Authentication Types and Their Configuration

Deckhouse Observability Platform provides various authentication methods to ensure secure access to the system.

UI Access:

• Email-Password: A standard authentication method where users log in using their email and password. This method is enabled by default.
• External Authentication: For organizations that prefer to use their existing identity management systems, Deckhouse Observability Platform provides authentication through external sources. Currently, the following methods are supported:
  • OIDC (OpenID Connect): A modern authentication standard based on the OAuth 2.0 protocol.
  • LDAP/Active Directory using Dex: Integration with corporate LDAP or Active Directory directories using Dex as an intermediary (requires additional configuration on the Deckhouse Kubernetes Platform’s side).

You can configure the authentication method during system installation by specifying the appropriate settings in the module config. When using external authentication, additional role mapping configuration is required.

API Access:

• API Tokens: An authentication method for interacting with the system through the API. This type of authentication is always enabled.

The User Role Model

A user is an account in the system that has various access rights to different entities within the system. Users interact with the system through the web interface only.

Users can have 4 types of roles:

• Super Administrator: Full access to all system entities, including system settings.
• Administrator: Access to a specific entity, such as organization, space, or project. Automatically applies to nested entities.
• User: Access to a specific entity, such as organization, space, or project. Automatically applies to nested entities.
• Viewer: Read-only access to a specific entity, such as organization, space, or project. Automatically applies to nested entities.

User Role Model

External Authentication

Enabling External Authentication

External authentication allows users of the Deckhouse Observability Platform to use accounts from external systems to log in.

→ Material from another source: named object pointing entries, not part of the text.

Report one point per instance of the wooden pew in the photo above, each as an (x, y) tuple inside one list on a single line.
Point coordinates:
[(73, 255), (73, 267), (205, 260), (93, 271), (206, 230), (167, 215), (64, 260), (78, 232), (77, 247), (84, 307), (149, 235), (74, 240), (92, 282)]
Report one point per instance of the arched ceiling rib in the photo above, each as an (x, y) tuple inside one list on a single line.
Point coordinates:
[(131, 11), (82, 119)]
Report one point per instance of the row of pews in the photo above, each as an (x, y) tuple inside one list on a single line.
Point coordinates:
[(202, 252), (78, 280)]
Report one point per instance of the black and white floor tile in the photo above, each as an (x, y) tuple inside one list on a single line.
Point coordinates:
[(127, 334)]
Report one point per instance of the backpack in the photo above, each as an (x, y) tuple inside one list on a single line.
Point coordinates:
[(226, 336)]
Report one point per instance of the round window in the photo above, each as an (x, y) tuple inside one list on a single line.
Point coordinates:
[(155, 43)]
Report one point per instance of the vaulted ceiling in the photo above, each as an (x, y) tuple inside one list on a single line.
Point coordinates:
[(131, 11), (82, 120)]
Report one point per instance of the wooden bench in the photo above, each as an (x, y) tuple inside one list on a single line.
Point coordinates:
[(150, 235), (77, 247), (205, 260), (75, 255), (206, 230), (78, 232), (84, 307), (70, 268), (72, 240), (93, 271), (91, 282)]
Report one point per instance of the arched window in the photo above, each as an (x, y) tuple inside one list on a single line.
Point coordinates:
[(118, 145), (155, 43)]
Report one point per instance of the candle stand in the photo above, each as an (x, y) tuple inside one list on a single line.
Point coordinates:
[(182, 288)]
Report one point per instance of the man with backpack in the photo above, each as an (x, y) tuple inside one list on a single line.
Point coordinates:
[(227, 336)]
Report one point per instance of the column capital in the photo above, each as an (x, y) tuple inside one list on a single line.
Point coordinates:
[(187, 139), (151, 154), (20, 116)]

Follow the steps below to enable it:

1. Set the mapping for the Super Administrator role:

   • Go to “System Settings” -> “Role Mapping Settings”.
   • Select “Add Mapping”.
   • Fill in the fields:
     • Group Name: the identifier of the external group (e.g., “super-administrator”).
     • Object Type: select “Entire System”.
     • Role: specify “Super Administrator”.
   • Confirm your choice by clicking “Update”.

2. Enable external authorization:

   • If using Dex, preliminary configuration of dexProvider is required.
   • If OIDC is enabled, configure oidc settings in the module config.
   • Enable external authorization in the module config using the command:

     kubectl patch ModuleConfig observability-platform -p '{"spec": {"settings": {"auth": {"mode": "externalAuth"}}}}' --type=merge
     

Once these steps are complete, the system will be ready for external authentication.

Setting Up Role Mapping

Follow the steps below to set up role mapping:

1. Go to “System Settings” -> “Role Mapping Settings”.
2. Click “Add Role Mapping”:
   • Group Name: the name of the group from the external system (e.g., “admins”).
   • Object Type: select the object (“Entire System”, “Organization”, “Space”, “Project”).
   • Parent Object (if applicable).
   • Object Name (if applicable).
   • Role: select one of the role types (Super Administrator, Administrator, User, Read-Only).

The Tokens Role Model

Tokens is an account in the system that has various access rights to different entities within the system. It interacts with the system exclusively through the API.

If a token is created whose scope includes multiple projects, a space, or an organization, such a token is classified as multi-tenant. These tokens are limited to read-only access to monitoring data in the selected scope.